Arithmetic broadcasting in Julia 5x slower than MATLAB

I was surprised to find a fairly simple broadcasting operation on somewhat large arrays be considerably slower in Julia relative to MATLAB. Is there some unattainable level of optimization that folks at MathWorks have figured out or can I improve my Julia code to match/beat it?

Here’s an example. To give Julia the best chance, I’m going to use mutating functions to keep the number of allocations to zero. I tried it with allocating functions too – they’re predictably slower.

function f!(D,A,B,C)
	D .= max.(A.*B.+C, 0.2)
end

A = rand(100,100,1);
B = rand(1,100,100);
C = rand(100,1,100);
D = zeros(100,100,100);

@btime f!($D,$A,$B,$C);

gives me 1.822 ms (0 allocations: 0 bytes).
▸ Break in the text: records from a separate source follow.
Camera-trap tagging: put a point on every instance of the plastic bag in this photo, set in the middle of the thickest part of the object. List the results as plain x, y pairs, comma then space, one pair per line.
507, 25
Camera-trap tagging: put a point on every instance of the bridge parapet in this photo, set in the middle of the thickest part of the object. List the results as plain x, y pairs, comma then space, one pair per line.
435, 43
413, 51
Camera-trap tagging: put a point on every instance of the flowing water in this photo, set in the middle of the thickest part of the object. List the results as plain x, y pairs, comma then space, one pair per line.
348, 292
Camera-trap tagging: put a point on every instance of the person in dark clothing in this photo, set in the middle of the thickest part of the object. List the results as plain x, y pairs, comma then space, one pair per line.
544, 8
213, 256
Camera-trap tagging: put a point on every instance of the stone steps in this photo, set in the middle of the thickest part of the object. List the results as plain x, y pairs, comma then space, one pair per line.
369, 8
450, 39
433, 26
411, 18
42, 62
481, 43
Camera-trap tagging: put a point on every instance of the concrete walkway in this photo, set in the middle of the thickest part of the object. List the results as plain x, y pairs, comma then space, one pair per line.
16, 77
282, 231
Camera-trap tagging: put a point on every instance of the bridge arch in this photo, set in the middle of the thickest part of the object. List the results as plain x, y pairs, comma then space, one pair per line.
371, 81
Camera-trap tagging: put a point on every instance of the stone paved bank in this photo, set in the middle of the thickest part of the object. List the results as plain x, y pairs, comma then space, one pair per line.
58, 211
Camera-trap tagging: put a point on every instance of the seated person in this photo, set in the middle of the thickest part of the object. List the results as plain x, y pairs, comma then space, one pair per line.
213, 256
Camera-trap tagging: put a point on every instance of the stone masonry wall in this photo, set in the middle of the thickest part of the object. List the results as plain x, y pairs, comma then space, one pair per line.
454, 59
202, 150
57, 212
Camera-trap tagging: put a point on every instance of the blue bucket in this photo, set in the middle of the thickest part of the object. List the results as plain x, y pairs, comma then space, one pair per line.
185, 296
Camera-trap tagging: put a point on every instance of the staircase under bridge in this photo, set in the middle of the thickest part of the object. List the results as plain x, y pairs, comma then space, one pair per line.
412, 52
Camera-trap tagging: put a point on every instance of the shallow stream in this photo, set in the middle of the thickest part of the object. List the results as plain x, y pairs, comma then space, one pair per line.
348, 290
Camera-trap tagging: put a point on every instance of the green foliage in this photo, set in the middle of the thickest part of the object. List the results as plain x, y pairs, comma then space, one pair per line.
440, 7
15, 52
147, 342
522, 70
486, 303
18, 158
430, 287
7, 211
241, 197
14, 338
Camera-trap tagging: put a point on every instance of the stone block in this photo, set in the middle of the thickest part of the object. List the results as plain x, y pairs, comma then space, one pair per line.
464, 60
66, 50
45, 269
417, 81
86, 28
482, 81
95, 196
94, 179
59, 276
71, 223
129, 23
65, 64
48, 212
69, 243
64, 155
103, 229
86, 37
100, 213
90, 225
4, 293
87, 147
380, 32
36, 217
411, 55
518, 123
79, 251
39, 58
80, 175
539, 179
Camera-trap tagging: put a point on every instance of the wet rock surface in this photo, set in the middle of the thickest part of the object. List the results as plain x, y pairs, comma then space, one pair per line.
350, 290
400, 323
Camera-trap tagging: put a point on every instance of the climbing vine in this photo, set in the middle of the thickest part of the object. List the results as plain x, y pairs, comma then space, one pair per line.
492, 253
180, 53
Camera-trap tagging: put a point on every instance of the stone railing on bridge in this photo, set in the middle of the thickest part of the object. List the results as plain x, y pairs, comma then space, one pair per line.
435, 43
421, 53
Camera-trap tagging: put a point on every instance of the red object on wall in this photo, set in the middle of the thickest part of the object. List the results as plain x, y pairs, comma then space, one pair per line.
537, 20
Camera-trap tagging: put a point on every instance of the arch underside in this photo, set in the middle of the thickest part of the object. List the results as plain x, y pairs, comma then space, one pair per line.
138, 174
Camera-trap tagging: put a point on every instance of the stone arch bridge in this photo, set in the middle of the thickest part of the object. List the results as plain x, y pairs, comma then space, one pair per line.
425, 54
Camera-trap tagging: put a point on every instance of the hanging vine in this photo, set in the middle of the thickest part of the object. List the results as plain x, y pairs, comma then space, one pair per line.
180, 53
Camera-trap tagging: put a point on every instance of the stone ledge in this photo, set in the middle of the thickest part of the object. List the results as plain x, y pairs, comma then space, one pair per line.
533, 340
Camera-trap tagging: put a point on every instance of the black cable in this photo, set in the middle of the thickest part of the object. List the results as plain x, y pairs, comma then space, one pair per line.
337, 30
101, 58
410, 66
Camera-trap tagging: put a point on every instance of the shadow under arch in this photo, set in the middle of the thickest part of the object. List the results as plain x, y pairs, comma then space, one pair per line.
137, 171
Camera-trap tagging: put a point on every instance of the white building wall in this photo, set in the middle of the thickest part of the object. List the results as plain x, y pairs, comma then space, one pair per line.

The MATLAB equivalent is 0.35 ms, 5x slower (see MATLAB code below).

I tried decomposing f! into the arithmetic operation and the max to see if one is particularly slower. Not really:

function g!(D,A,B,C)
	D .= A.*B.+C
end

function h!(D)
	D .= max.(D,0.2)
end

@btime g!($D,$A,$B,$C);
@btime h!($D);

and I get

  1.062 ms (0 allocations: 0 bytes)
  1.146 ms (0 allocations: 0 bytes)

so each takes about the same amount of time.

Compare to MATLAB:

A = rand(100,100,1);
B = rand(1,100,100);
C = rand(100,1,100);

tf = 0; tg = 0; th = 0;
N = 10;
for i=1:N
	tic; tmp = f(A,B,C); ti = toc; tf = tf+ti;
	tic; tmp = g(A,B,C); ti = toc; tg = tg+ti;
	tic; tmp = h(tmp); ti = toc; th = th+ti;
end
fprintf(' %0.3f ms\n', tg/N*1000);
fprintf(' %0.3f ms\n', th/N*1000);
fprintf(' %0.3f ms\n', tf/N*1000);

function D = f(A,B,C)
	D = max(A.*B+C, 0.2);
end

function D = g(A,B,C)
	D = A.*B+C;
end

function D = h(D)
	D = max(D, 0.2);
end

which prints

 0.339 ms
 0.483 ms
 0.350 ms

Notice that:

  • Component functions g and h are at least 2x faster in MATLAB (0.339 ms vs 1.06 ms and 0.483 ms vs 1.146 ms)
  • The combined function f is about the same speed as eachcomponent in MATLAB (0.35 ms ~ 0.339 and 0.483), while the corresponding function in Julia is just a little faster than the sum of the components (1.062 + 1.146 ~ 1.822).

Clearly, MATLAB must be doing some low-level optimization here. I don’t think BLAS is involved since it’s all element operations being broadcasted (there’s no matrix math), but I’m out of my depth when it comes to low-level stuff like this.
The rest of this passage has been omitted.